Saat menceritakan hal ini pada kakak rohaninya, Yanti justru mendapat teguran. Kakaknya itu merekomendasikan justru dalam masa doa pribadi ini harus berkomunikasi. Nah kan... Maklum lah, namanya juga belum pernah pacaran...

Maka, kami pun berusaha membangun komunikasi lebih intens. Menceritakan banyak hal tentang keluarga, pekerjaan, pelayanan, rekan kerja maupun pergumulan masing-masing. Satu demi satu, kepingan pengenalan kami satu sama lain makin dibukakan. Jarak jauh tidak menghalangi proses pengenalan. Bersyukur saat itu sudah ada teknologi panggilan video WhatsApp.

Rosmayanti Naibaho. Di awal-awal PDKT, aku tidak tahu nama lengkapnya, tidak sadar dia orang Batak. Selama kuliah, temanku orang Batak hanya hitungan jari, tidak akrab. Jadi tidak punya gambaran seperti apa orang Batak. Hanya dari kata orang, orang Batak itu galak. Kalau ngomong seperti orang marah-marah.

Syukurnya aku tidak melihat Yanti sebagai wanita yang galak. Aku bersyukur Yanti sudah banyak diubahkan karakternya saat kami bertemu---salah satunya berkat Kelompok Tumbuh Bersama. Dulunya, doi juga galak, suka marah-marah. Hal ini dipengaruhi dengan pola asuh, kebiasaan dan budaya dari keluarga asalnya. Berikut ini sudut pandang Yanti selama kami PDKT hingga berdoa pribadi.

Melihat Kris dari kejauhan di stasiun Bogor, aku merasa pangling.
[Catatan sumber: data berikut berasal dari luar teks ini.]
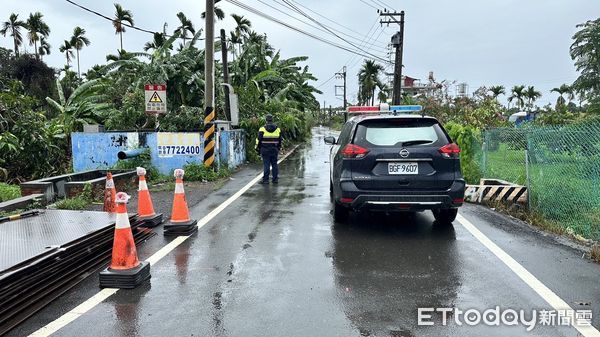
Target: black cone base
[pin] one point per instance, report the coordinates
(151, 221)
(125, 279)
(181, 228)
Dia nampak lebih tinggi dari terakhir kali aku melihatnya. Entah karena potongan rambut dan kumisnya yang rapi. Aku melihat ada aura yang berbeda. Meski begitu, aku bersikap wajar. (Cewek bisa berpura-pura nggak tahu kok, hehe)

"Halo bro, apa kabar?" Aku sengaja memanggilnya "bro" agar Kris tidak canggung. Dia pun membahas sekenanya. Nampaknya grogi. Beranjak dari stasiun, kami mampir sarapan di sebuah warung soto. Ternyata aku butuh waktu lebih lama buat ngoceh demi menjawab rasa ingin tahu Kris, dibandingkan kecepatannya memindahkan isi mangkok ke perutnya.

Selesai sarapan, Kris numpang mandi di rumah kontrakan. Lalu seharian aku mengantarnya muter-muter ke Kebun Raya Bogor (KRB). Di KRB Kris mengajak berfoto di beberapa tempat. Sorenya, saat kembali ke rumah kontrakan hujan turun sangat deras. Aku harus mengurus kolam ikan, memastikan tidak ada saluran tersumbat yang bisa menyebabkan banjir dan ikan lepas dari kolam. Sedangkan Kris menunggu di teras.

Tak lama kemudian, kami kembali mengobrol di teras. Kapan dia ngomongnya nih?, kataku dalam hati. Aku menangkap ada maksud tersembunyi dari Kris. Aku sudah harap-harap cemas. Menjelang pamit, Kris pun bersuara. Karena bajuku basah, Kris memintaku ganti dengan yang kering. Dia mencoba mengulur waktu. Tapi aku merasa diperhatikan.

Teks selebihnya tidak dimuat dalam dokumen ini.